Memang, kepada kawan kita boleh berbeda dalam banyak
hal: pilihan politik, cara makan bubur dengan cara diaduk atau tidak, pilihan
waktu ketika mandi di sore hari, takaran sambal dan kecap saat makan soto,
hingga periode waktu untuk mencuci kendaraan motornya. Anda tidak perlu
memaksakan pilihan orang, sebab di negara ini menjamin kebebasan atas apa yang
dipilih. Ketika Anda memaksakan setiap orang harus sama, tentu Anda mengingkari
kemajemukan.
Dalam kendaraan bermotor pun itu realitas objektif
yang mesti diterima. Beberapa orang pernah memilih motor dengan merek Vespa. Di
awal 1960-an Indonesia diajak ber-Vespa. Majalah dan surat kabar bertindak sebagai
agen dalam sebaran-sebaran iklan. Dulu, iklan masih tampak wagu dan kurang
bermutu. Namun, kesederhanaan itu tidak mengurangi akan pesan yang hendak
disampaikan.
Di Majalah Mingguan
Djaja edisi No. 10, Maret 1962 terdapat sebuah iklan motor vespa. Iklan
tidak merincikan harga tiap produk yang dikabarkan. Kita malah mendapatkan
keterangan berupa: “Dengan djumlah terbatas VESPA 150 cc dan 125 cc — model
1962 Dapat berhubungan dengan: P.T. “Alpino”. Terlintas dalam pikiran, kita
boleh menduga: motor belum banyak dan harga belum tentu murah.

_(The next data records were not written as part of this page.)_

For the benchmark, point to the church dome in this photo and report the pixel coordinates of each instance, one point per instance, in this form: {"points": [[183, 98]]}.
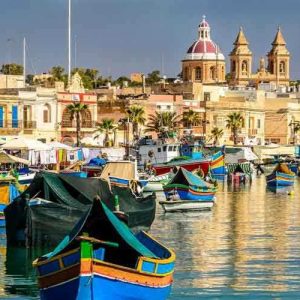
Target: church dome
{"points": [[204, 48]]}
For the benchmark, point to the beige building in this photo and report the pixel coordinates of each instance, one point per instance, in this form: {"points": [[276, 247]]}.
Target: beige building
{"points": [[204, 62], [11, 81], [277, 71]]}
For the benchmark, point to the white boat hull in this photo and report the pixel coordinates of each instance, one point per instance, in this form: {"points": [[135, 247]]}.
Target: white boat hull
{"points": [[153, 187], [184, 205]]}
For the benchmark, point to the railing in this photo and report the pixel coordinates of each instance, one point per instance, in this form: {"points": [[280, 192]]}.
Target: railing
{"points": [[84, 124], [252, 131], [10, 124], [29, 124]]}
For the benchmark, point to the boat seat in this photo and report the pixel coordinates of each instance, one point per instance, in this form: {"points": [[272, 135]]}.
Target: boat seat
{"points": [[99, 253]]}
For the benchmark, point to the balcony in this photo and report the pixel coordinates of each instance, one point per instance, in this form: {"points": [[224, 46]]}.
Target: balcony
{"points": [[29, 125], [85, 124], [10, 126], [252, 131]]}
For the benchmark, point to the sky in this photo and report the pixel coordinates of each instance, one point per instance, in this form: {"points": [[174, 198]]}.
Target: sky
{"points": [[119, 37]]}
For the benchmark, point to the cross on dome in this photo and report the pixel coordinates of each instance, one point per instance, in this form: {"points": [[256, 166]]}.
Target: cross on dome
{"points": [[204, 29]]}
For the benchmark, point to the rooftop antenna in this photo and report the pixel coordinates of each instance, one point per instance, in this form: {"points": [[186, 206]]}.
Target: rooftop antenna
{"points": [[69, 44], [75, 52], [24, 61]]}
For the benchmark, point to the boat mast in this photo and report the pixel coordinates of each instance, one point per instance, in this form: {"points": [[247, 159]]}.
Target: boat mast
{"points": [[24, 61], [69, 44]]}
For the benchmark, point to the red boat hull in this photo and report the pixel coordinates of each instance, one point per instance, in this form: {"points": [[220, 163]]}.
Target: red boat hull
{"points": [[163, 169]]}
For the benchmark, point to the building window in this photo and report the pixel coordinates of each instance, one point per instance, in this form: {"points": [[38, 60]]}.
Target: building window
{"points": [[244, 67], [271, 67], [212, 73], [206, 96], [282, 67], [198, 73], [186, 73], [47, 113], [233, 66]]}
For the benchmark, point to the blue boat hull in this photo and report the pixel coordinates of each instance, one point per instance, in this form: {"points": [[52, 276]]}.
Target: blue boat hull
{"points": [[125, 182], [102, 288], [280, 179]]}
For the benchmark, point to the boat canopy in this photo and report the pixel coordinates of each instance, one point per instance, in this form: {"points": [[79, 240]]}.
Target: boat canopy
{"points": [[185, 177], [121, 169], [100, 223], [239, 168], [283, 168]]}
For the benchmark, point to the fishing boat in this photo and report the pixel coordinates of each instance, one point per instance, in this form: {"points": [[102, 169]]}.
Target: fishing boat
{"points": [[217, 167], [156, 183], [102, 259], [9, 190], [188, 164], [62, 201], [281, 176], [123, 174], [187, 191], [239, 172], [184, 205]]}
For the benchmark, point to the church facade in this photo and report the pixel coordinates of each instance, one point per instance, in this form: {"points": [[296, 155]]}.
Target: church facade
{"points": [[205, 63], [276, 72]]}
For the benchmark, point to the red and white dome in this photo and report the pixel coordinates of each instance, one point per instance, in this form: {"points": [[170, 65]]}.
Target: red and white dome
{"points": [[204, 48]]}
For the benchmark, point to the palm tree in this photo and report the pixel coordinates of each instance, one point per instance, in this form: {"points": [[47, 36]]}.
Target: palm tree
{"points": [[75, 110], [107, 126], [216, 134], [136, 116], [191, 118], [234, 122], [163, 122]]}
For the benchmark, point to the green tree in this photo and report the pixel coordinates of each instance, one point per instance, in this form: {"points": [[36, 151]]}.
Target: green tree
{"points": [[106, 126], [153, 77], [75, 110], [58, 73], [12, 69], [234, 122], [29, 79], [120, 81], [163, 123], [191, 118], [88, 77], [216, 134], [136, 116]]}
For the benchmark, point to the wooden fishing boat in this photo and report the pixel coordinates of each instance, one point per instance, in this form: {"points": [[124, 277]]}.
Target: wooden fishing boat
{"points": [[239, 172], [189, 165], [67, 198], [217, 167], [189, 186], [184, 205], [102, 259], [281, 176], [156, 183], [9, 190], [123, 182]]}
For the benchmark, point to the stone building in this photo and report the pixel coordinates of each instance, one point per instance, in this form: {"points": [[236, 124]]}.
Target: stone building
{"points": [[277, 71], [204, 61]]}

Vespa mengingatkan pada Italia. Imajinasi ber-Vespa di
kalangan Indonesia tidak sebatas melalui bisik-bisik, namun lewat percakapan
teks. Di edisi 18 Juli 1954, menariknya Majalah Mingguan Pagi menerbitkan sebuah liputan yang terdapat sepasang
kekasih menaiki Vespa. Di liputan berjudul “Roman Holiday”, kita mendapatan
foto dengan keterangan: “Gregory Peck dan Audry Hepburn pesiar mengelilingi
Roma naik scooter.” Vespa adalah kasih. Imajinasi lelaki mengemudi dengan
perempuan membonceng dan “mengekepnya”.
Pada 1986, Vespa berkisah Indonesia. Kisah tak biasa terekam
di rubrik “Indonesiana” Majalah Tempo
edisi 12 April 1986. Vespa memberi keterhubungan kepada Komando Distrik Militer
(Kodim) di Kampung Babakan Ciamis, Bandung. Begini kisahnya, pada sebuah waktu
dengan berboncengan sepeda motor, ada dua pemuda bernama Syamsul dan Menong
melakukan penjambretan terhadap sasaran bernama Bu Madji.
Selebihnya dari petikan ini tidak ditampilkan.